The phenomenon of intense antibody formation upon repeated contact with an antigen is widely used for practical purposes, for example, in vaccine prophylaxis. To create and maintain immunity at a high protective level, vaccination schemes provide for the primary administration of an antigen to form immunological memory and subsequent revaccinations at various time intervals.
The same phenomenon is used to obtain highly active therapeutic and diagnostic immune sera (hyperimmune). To do this, animals or donors are given multiple injections of antigen preparations according to a special scheme.
Immune status is the structural and functional state of an individual’s immune system, determined by a set of clinical and laboratory immunological indicators.
The immune status is influenced by the following factors: 1) climatic and geographical (temperature, humidity, solar radiation, day length); 2) social (food, living conditions, occupational hazards); 3) environmental (environmental pollution with radioactive substances, use of pesticides in agriculture); 4) the influence of diagnostic and therapeutic procedures, drug therapy; 5) stress.

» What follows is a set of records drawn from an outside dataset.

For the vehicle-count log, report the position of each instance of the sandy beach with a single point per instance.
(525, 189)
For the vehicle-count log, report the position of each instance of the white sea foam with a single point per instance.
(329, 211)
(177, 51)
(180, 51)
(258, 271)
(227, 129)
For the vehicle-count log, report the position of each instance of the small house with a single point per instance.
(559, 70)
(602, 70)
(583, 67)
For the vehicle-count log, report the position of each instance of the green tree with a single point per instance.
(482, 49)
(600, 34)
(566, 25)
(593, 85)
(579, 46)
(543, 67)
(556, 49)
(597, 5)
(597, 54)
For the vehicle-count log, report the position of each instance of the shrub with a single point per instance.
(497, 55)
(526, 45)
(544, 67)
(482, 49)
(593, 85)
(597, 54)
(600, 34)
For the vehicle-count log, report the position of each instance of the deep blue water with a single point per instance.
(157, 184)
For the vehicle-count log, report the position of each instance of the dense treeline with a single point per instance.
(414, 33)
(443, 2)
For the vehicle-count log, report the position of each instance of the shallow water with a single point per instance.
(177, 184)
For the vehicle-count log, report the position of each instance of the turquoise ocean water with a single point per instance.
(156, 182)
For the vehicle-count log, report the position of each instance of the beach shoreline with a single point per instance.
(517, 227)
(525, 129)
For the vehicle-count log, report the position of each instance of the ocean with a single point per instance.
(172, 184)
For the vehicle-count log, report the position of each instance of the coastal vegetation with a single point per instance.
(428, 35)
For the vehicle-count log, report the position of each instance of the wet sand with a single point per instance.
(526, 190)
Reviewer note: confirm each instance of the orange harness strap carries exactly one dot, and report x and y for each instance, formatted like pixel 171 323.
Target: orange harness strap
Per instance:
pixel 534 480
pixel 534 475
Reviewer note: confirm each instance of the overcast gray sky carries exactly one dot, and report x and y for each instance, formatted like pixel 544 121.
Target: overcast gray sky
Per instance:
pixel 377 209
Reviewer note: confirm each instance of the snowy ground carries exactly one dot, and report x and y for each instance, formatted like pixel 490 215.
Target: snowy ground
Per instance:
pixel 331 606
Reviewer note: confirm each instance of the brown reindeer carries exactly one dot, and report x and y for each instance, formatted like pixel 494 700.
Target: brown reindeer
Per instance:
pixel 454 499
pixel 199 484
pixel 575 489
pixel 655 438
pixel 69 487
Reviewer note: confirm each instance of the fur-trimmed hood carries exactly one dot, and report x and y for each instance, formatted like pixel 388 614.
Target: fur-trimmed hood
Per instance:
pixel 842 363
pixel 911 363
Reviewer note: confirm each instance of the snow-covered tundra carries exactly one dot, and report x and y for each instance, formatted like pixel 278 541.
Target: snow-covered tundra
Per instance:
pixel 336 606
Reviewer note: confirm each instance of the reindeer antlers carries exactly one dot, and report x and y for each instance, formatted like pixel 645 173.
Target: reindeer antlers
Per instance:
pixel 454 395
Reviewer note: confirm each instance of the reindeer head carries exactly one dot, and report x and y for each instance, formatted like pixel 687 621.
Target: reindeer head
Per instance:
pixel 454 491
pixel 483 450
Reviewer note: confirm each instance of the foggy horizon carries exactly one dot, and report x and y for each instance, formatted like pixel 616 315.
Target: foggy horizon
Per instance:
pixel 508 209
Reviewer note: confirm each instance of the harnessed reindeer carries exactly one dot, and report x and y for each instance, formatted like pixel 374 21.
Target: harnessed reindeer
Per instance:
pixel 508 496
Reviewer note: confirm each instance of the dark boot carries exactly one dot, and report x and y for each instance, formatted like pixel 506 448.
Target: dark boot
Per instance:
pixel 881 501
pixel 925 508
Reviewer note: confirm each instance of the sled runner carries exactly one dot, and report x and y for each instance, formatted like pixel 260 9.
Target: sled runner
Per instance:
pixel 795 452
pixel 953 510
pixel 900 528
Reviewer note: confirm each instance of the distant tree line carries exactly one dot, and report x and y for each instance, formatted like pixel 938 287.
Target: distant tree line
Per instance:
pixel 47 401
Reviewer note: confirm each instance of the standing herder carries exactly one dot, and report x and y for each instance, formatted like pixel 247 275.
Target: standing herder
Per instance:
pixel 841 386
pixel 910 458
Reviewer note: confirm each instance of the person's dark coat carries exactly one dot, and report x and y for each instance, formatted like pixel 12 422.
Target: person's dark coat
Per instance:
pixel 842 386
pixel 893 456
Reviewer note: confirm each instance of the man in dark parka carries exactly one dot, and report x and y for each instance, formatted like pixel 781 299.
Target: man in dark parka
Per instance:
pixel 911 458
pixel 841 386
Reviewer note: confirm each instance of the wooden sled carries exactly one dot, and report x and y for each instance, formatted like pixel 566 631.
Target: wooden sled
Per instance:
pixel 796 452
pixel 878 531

Immune status can be determined by performing a set of laboratory tests, including assessment of the state of nonspecific resistance factors, humoral (B) and cellular (T) immunity. Assessment of immune status is carried out in the clinic during organ and tissue transplantation, autoimmune diseases, allergies, to monitor the effectiveness of treatment of diseases associated with a disorder of the immune system. Assessment of immune status is most often based on determining the following indicators:
1) general clinical examination (patient complaints, profession, examination);
2) the state of natural resistance factors (determine phagocytosis, complement, interferon status, colonization resistance);
3) humoral immunity (determination of immunoglobulins of class G, M, A, D, E in blood serum);
4) cellular immunity (assessed by the number of T-lymphocytes - rosette formation reaction, determination of the ratio of helpers and suppressors of T4 and T8 lymphocytes, which is normally approximately 2);
5) additional tests (determining the bactericidal properties of blood serum, titrating C3, C4 complement components, determining the content of C-reactive protein in blood serum, determining rheumatoid factors.
Virus antigens:
1) supercapsid antigens - surface shell;
2) protein and glycoprotein antigens;
3) capsid - shell;
4) nucleoprotein (core) antigens.
All viral antigens are T-dependent.
Under specificity of the viral antigen imply its ability to selectively react with antibodies or sensitized lymphocytes that are a response to the introduction of a given antigen.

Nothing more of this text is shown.